Quote:I'm trying to figure out what is causing the banding while using the binoviewer. Nothing past the etalon will affect its bandpass. Is it actually a band or a central hot spot? If it a spot I suspect it's a relay imaging issue with the design of the binoviewer.
Quote:The [ASP-60] etalon is in the front element. The diagonal (PROM-15T) contains the blocking/prominence filter. This does not 'tune' the whole filter. The narrow element (etalon) has a temperature coefficient of passband shift of <1 Angstrom/2000 degrees C. However, the blocking filter is somewhat temperature sensitive and needs compensating, - by tilt, - for large differences in ambient temperature. This filter isolates the H-alpha passband in the etalon and eliminates all the others. If it moves with temperature, without being compensated, it would allow one of the other etalon orders to come through and, thereby, lower the contrast.
[Old Coronado blog - emphasis added]
Quote:I’m in no way an optics expert, but from what I have been able to learn here’s how etalon size relates to sweet spots:Typically the sweet spot with a collimated etalon is caused by a magnification of the field angles of an extended object. If the field angle exceeds the acceptance angle of the etalon (i.e the angle needed to meet the filter's band pass specification), that portion of the image (in this case the limb of the sun) will begin to fall off-band. A decease in contrast (a loss of chromosphere detail) or prominence visibility will be noted outside the sweet spot.For the sun’s limb, the field angle starts out being ~ 0.25 degree (i.e 1/2 the sun's angular diameter, or when optically centered the center-to-limb angle). For an etalon mounted on front of the objective, this is the field angle, and amounts to an f 108 optical cone convergence. Generally there is a very wide sweet spot at this angle and configuration.In a collimator based internal etalon system, the field angle magnification is the ratio of the objective to collimator lens focal lengths. Because of the optical geometry, this is also roughly proportional the ratio of objective diameter to the etalon (working) diameter. Therefore, the larger the internal etalon, the less the magnification of the field angles, and the better the on-band performance.For example, the Lunt LS80 uses an internal 50 mm etalon, and dividing 80 by 50 = 1.6. Hence the internal field angle of the suns limb can be generally determined to be 0.25 x 1.6 = 0.4 degree.
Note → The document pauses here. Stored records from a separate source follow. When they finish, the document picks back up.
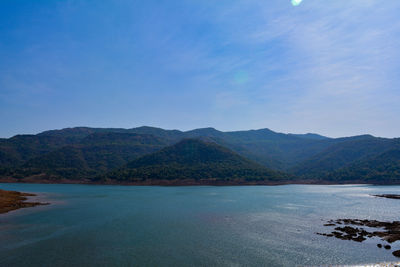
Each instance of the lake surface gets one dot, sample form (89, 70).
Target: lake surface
(92, 225)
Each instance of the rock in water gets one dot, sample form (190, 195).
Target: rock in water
(396, 253)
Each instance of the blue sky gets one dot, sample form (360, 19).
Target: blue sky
(331, 67)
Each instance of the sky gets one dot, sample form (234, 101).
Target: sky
(324, 66)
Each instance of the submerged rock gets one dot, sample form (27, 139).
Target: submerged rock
(396, 253)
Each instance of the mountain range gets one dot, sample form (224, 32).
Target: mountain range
(149, 155)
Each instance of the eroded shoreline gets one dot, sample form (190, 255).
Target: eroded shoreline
(13, 200)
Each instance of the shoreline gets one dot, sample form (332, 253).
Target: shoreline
(14, 200)
(186, 182)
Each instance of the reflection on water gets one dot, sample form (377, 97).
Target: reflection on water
(203, 225)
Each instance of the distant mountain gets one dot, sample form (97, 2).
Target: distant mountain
(311, 136)
(381, 169)
(195, 160)
(343, 152)
(94, 154)
(82, 153)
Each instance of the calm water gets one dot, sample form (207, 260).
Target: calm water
(186, 226)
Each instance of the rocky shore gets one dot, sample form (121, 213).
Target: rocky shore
(12, 200)
(354, 230)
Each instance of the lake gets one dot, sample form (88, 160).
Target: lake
(94, 225)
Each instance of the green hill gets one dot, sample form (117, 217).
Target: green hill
(343, 153)
(381, 169)
(196, 160)
(95, 154)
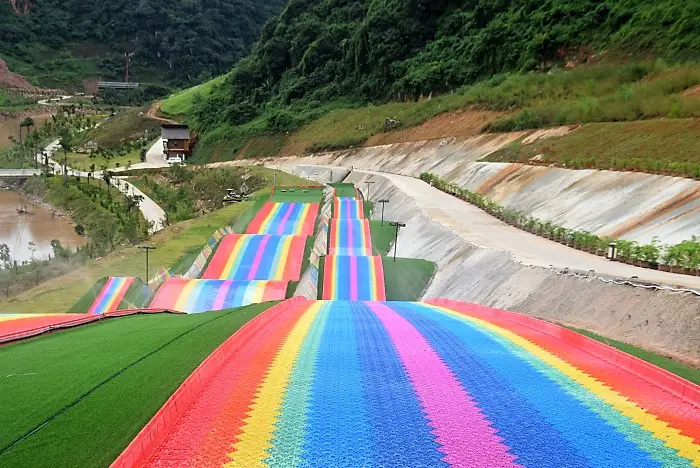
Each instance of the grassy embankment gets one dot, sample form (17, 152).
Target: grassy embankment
(586, 94)
(688, 373)
(179, 103)
(173, 244)
(105, 379)
(187, 192)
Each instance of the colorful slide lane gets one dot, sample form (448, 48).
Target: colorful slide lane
(411, 384)
(196, 296)
(247, 257)
(348, 208)
(297, 219)
(350, 237)
(353, 279)
(111, 296)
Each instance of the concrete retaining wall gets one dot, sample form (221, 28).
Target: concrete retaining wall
(622, 204)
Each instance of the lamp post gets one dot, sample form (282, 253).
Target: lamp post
(147, 248)
(396, 238)
(383, 202)
(369, 185)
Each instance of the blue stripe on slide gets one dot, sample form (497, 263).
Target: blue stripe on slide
(247, 257)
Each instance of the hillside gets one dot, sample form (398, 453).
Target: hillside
(57, 43)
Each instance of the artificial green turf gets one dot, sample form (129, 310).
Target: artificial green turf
(344, 190)
(85, 302)
(184, 263)
(689, 373)
(407, 279)
(77, 398)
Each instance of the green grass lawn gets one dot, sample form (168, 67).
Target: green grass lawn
(299, 195)
(180, 103)
(78, 397)
(407, 278)
(687, 372)
(382, 236)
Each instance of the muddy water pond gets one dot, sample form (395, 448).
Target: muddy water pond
(40, 227)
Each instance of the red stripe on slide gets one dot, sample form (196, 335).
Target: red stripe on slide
(292, 270)
(310, 221)
(569, 345)
(254, 226)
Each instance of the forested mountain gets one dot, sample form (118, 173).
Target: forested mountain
(321, 51)
(179, 42)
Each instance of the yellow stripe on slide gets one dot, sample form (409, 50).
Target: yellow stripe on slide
(672, 437)
(258, 432)
(265, 225)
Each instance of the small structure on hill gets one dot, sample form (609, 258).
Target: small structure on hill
(176, 140)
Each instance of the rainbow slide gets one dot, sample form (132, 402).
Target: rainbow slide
(247, 257)
(111, 296)
(412, 384)
(348, 208)
(196, 296)
(353, 279)
(350, 237)
(297, 219)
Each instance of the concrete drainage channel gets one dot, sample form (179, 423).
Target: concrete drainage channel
(663, 320)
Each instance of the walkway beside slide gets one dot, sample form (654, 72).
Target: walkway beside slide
(246, 257)
(196, 296)
(297, 219)
(351, 272)
(312, 383)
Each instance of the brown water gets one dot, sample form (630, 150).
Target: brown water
(40, 227)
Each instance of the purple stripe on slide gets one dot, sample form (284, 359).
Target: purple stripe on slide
(462, 430)
(221, 295)
(353, 279)
(258, 257)
(285, 218)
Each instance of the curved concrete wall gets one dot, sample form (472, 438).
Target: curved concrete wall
(622, 204)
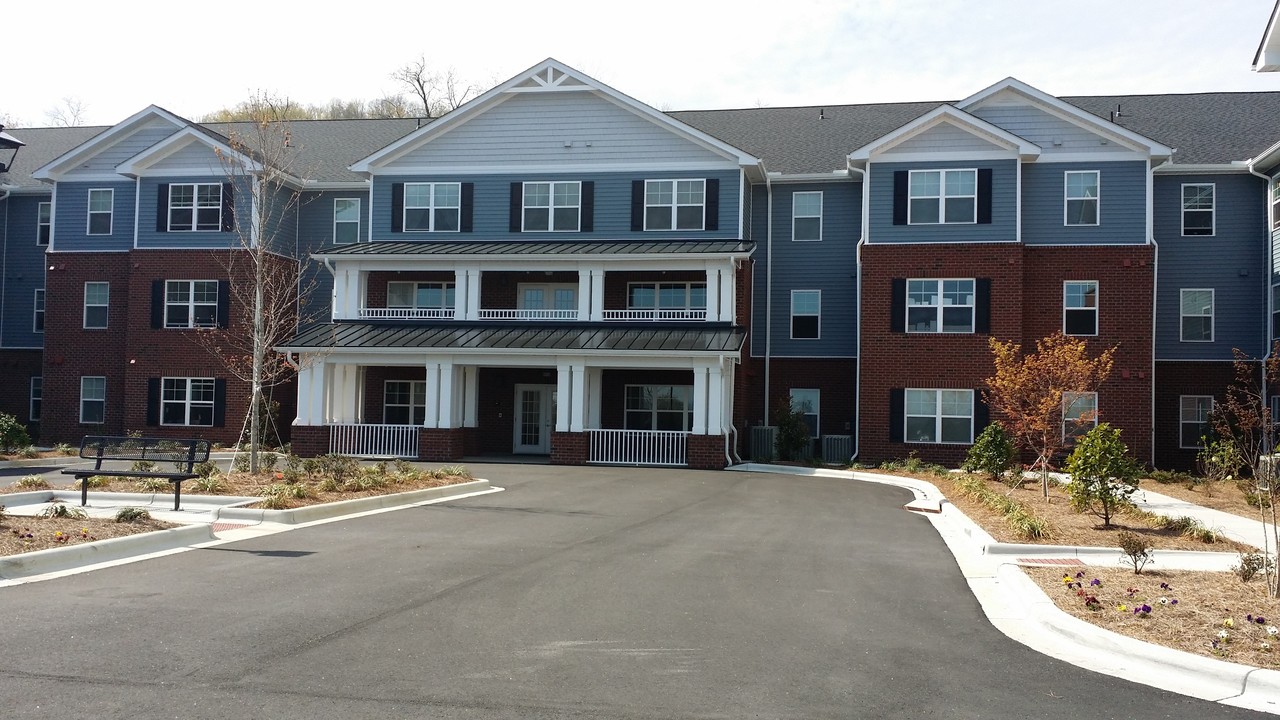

For the LS100, which uses the same 50 mm etalon, the collimated field angle is 0.25 x (100/50) = 0.5 degree, and so on. So we can see that the smaller the etalon is compared to the objective (i.e. the collimator lens FL and geometry) the greater the field angle magnification, hence the smaller the sweet spot of good on-band performance.Of note for narrower bandwidth filters is that they also have a narrower acceptance angle to remain on-band. This perhaps can explain why a single stacked system with no evidence of a sweet spot may develop a sweet spot (and possibly banding from tilting the second etalon) when double stacked, due to the constraints of the system to have a narrower acceptance angle for proper on-band performance.Again I’m not an expert, so if I’ve erred, I hope someone will correct me.
Quote:Coronado’s first solar filters basically took a prominence filter, which was an ERF plus a PROM15T (prominence, 15mm, maybe T for tilting?) and inserted an etalon behind the ERF. The prominence filter by itself showed no solar disk details... Over time I guess they switched to a blocking filter designed for the etalon. I don’t know, but I suspect that the new blocking filters were wider: still narrow enough to avoid other etalon orders but wide enough to avoid having to tune it with temperature variation (and perhaps cheaper to produce).
Quote: I would definitely want to "Try Before I Buy" due to the cost of a DS. It would have to be a huge improvement for me to spend that kind of $$$$.
Quote:“once you’ve double stacked, you won’t go back.”
Others may disagree. Your millage may vary. Void where prohibited by law.